Pero la suerte es efímera y cambiante. Y hay que buscarla. Y después de encontrarla, hay que mantenerla. Así, Chiqui transitó en conducción una contra bien iniciada por Alberto Domínguez -de vuelta a la titularidad-, combinó con Mateo, que se la dio a Silva dentro del área. El tomiñés porfió y la pelota llegó de nuevo a Chiqui, que la arrimó al palo con un derechazo cruzado. Suerte localizada.
No habían pasado ni diez minutos y el equipo verde logró lo que nunca lograba: meter la primera ocasión. Estar por delante siempre es positivo, pero quedaban 80 minutos y había mucho que remar. Y el Coruxo remó. Con Gandoy y Trigo ganando en el medio, Mateo era una solución constante para sus compañeros. El redondelano dio un clínic de juego sin balón, una faceta que suele quedar en segundo plano ante los quilates de su fútbol cuando tiene la pelota. Pero de sus caídas a bandas y de sus apariciones a la espalda de los mediocentros, el conjunto local generó desconcierto en el sistema de tres centrales de un Arenteiro que nunca tenía claro cuándo y sobre quién saltar en la presión. Y si desactivas el mejor arma del equipo de O Carballiño, tienes mucho ganado.
Volviendo al factor suerte, el equipo vigués no dejó de buscarla. Pero, al menos por ayer, ya había gastado el cupo goleador. Silva gozó de tres buenas situaciones para dar más tranquilidad. Pero no era su día. Sí el de su tocayo Diego García, el meta ourensano, de largo el mejor de su equipo, cerró el camino hacia el gol del ariete tomiñés hasta en tres ocasiones. También se interpuso entre Mateo y la red, tras una fabulosa acción del redondelano, en la que dejó sentados a dos defensas para luego no acertar con la derecha.

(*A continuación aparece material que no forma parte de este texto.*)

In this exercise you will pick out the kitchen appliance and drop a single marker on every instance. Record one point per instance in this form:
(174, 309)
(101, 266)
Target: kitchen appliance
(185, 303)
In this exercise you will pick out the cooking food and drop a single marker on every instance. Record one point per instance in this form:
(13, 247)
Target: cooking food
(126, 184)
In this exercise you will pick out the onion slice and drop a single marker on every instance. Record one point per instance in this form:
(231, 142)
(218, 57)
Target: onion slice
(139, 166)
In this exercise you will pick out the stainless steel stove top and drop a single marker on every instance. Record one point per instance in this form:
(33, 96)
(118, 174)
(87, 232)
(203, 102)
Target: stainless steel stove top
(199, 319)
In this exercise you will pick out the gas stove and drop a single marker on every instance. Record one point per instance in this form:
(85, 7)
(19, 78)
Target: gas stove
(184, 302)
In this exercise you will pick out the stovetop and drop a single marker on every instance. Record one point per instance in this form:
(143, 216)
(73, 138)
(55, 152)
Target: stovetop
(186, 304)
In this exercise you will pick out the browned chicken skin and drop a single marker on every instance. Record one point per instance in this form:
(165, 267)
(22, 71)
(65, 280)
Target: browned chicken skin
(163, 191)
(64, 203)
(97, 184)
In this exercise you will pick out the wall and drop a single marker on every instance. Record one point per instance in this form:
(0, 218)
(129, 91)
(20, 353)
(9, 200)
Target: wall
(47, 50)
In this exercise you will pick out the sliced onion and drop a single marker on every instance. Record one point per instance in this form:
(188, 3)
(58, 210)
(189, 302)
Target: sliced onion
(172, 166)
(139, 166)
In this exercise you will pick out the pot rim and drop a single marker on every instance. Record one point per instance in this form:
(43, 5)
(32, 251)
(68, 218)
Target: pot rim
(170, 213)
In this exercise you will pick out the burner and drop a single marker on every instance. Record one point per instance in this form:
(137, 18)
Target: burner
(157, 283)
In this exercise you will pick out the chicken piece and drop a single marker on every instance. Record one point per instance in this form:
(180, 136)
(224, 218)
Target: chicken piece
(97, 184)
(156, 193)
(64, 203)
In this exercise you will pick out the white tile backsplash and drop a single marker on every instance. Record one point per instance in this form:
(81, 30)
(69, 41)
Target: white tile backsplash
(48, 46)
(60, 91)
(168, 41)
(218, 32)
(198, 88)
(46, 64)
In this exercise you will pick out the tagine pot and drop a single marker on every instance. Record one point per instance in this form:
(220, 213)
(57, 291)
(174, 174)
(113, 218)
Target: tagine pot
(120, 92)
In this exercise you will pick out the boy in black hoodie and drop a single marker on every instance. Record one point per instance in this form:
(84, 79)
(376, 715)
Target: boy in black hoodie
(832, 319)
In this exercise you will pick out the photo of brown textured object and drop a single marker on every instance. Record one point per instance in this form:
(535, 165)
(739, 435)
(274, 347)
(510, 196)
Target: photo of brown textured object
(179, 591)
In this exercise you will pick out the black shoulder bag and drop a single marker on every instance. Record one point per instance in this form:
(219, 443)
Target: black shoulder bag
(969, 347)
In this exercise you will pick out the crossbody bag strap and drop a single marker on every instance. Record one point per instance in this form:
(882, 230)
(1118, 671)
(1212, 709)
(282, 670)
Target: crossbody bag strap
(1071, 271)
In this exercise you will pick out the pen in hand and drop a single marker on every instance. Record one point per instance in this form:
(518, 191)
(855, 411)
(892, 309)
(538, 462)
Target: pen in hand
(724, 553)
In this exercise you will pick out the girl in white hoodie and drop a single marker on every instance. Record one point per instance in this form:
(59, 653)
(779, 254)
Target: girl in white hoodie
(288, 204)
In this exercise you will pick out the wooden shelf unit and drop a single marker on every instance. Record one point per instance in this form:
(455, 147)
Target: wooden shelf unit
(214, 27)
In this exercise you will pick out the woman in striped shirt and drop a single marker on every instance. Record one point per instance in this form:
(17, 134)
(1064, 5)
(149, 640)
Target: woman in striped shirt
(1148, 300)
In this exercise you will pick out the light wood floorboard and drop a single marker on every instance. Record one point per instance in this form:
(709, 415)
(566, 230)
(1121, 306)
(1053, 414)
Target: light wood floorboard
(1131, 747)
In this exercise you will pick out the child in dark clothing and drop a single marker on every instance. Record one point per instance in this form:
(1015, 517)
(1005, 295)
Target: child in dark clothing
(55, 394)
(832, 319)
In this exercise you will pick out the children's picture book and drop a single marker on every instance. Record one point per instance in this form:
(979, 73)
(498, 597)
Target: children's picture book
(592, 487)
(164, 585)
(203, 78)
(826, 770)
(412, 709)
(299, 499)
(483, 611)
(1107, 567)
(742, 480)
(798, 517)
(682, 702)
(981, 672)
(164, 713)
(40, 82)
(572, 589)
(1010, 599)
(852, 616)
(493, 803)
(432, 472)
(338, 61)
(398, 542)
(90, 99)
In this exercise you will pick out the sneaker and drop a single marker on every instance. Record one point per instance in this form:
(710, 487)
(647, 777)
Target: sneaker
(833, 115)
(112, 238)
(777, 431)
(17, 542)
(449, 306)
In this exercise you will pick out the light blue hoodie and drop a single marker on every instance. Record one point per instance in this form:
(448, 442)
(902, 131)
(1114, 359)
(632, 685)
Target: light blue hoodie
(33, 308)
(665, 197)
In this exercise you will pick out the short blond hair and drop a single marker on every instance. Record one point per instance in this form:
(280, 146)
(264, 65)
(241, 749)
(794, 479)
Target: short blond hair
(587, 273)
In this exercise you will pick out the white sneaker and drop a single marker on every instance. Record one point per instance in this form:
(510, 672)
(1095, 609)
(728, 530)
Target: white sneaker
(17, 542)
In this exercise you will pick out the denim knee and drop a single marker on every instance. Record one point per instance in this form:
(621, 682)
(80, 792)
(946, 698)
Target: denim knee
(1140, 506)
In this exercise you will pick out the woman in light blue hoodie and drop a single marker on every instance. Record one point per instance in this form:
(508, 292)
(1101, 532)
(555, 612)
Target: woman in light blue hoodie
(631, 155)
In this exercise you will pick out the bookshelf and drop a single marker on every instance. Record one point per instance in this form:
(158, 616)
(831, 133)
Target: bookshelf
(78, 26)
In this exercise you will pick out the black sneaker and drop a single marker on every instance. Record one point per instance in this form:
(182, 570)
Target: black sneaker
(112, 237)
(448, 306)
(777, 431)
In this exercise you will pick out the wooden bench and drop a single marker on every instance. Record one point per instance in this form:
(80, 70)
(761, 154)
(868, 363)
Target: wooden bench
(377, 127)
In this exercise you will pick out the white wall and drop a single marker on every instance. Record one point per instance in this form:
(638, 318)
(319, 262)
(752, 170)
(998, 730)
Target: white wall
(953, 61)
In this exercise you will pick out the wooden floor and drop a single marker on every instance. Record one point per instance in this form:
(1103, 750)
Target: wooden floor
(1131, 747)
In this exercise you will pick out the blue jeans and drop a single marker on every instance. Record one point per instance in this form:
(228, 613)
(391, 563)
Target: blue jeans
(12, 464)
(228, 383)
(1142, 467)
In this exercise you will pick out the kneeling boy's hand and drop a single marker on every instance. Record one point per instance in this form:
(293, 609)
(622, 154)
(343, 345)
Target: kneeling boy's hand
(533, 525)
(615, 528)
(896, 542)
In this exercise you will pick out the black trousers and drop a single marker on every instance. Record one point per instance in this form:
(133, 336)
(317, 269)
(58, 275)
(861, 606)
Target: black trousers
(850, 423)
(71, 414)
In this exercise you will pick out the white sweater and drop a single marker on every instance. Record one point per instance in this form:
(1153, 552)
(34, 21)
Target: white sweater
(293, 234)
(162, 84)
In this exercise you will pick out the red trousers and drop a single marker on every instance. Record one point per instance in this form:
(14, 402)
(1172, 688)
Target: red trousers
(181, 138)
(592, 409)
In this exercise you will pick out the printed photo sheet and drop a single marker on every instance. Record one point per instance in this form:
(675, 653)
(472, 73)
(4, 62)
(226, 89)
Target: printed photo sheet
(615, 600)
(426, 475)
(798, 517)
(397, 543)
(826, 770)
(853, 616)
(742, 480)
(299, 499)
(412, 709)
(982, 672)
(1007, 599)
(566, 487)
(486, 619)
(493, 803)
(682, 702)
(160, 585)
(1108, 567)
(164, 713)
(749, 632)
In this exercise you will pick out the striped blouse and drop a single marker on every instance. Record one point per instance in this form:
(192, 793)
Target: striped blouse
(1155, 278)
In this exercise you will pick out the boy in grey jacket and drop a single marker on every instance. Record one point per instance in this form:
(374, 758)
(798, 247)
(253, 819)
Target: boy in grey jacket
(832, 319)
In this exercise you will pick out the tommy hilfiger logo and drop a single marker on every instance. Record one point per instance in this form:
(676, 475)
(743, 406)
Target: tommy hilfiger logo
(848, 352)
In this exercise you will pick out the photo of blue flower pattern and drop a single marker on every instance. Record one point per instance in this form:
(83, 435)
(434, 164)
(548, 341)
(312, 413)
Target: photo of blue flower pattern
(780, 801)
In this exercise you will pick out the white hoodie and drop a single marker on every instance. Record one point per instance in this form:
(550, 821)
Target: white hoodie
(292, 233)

La liturgia del fútbol dice que cuando perdonas lo sueles pagar. Pero lo cierto es que la puesta en escena del Coruxo de los Montes había sido de buen nivel en cuanto a la propuesta combinativa y de ritmo alto -aquí aún queda por mejorar- clásica de los hermanos redondelanos. Pero es muy difícil ganar siempre a tu estilo. Sobre todo un grupo dañado en la estima y la confianza. Y más, cuando hay un equipo enfrente al que le hacen falta los puntos. El Arenteiro, con muchos viejos conocidos del fútbol vigués -Vitra, Sylla o Raúl Blanco entre otros-, dio un paso adelante en la segunda mitad. Y apretó. Pero el equipo verde supo incomodar sus dos facetas más poderosas: la transición y la pelota parada. El equipo de Fran Justo casi nunca pudo correr en el partido y no encontró efectividad en faltas y saques de esquina gracias a la solvencia mayúscula de Alberto en la portería y de la pareja de centrales Lucas-Crespo, inabordable ayer.
Los Montes blindaron la línea defensiva con Diego Martínez, que relevó a un tocado Trigo y mandó a De Vicente al centro del campo. Pero incluso cuando parece que no se sufre, se sufre. El Coruxo seguía fallando ocasiones en la portería contraria y temiendo el gran susto en la propia. Y llegó. Joni encontró un balón al espacio y en el mano a mano chutó fuera. Escalofríos. Después vinieron un gol anulado a Borja Domingo y una ocasión clarísima marrada por Álex Ares. Y también el pitido final. Con él, los primeros tres puntos en mes y medio y el estreno triunfal de los nuevos entrenadores. La victoria estaba en los Montes de Fragoselo.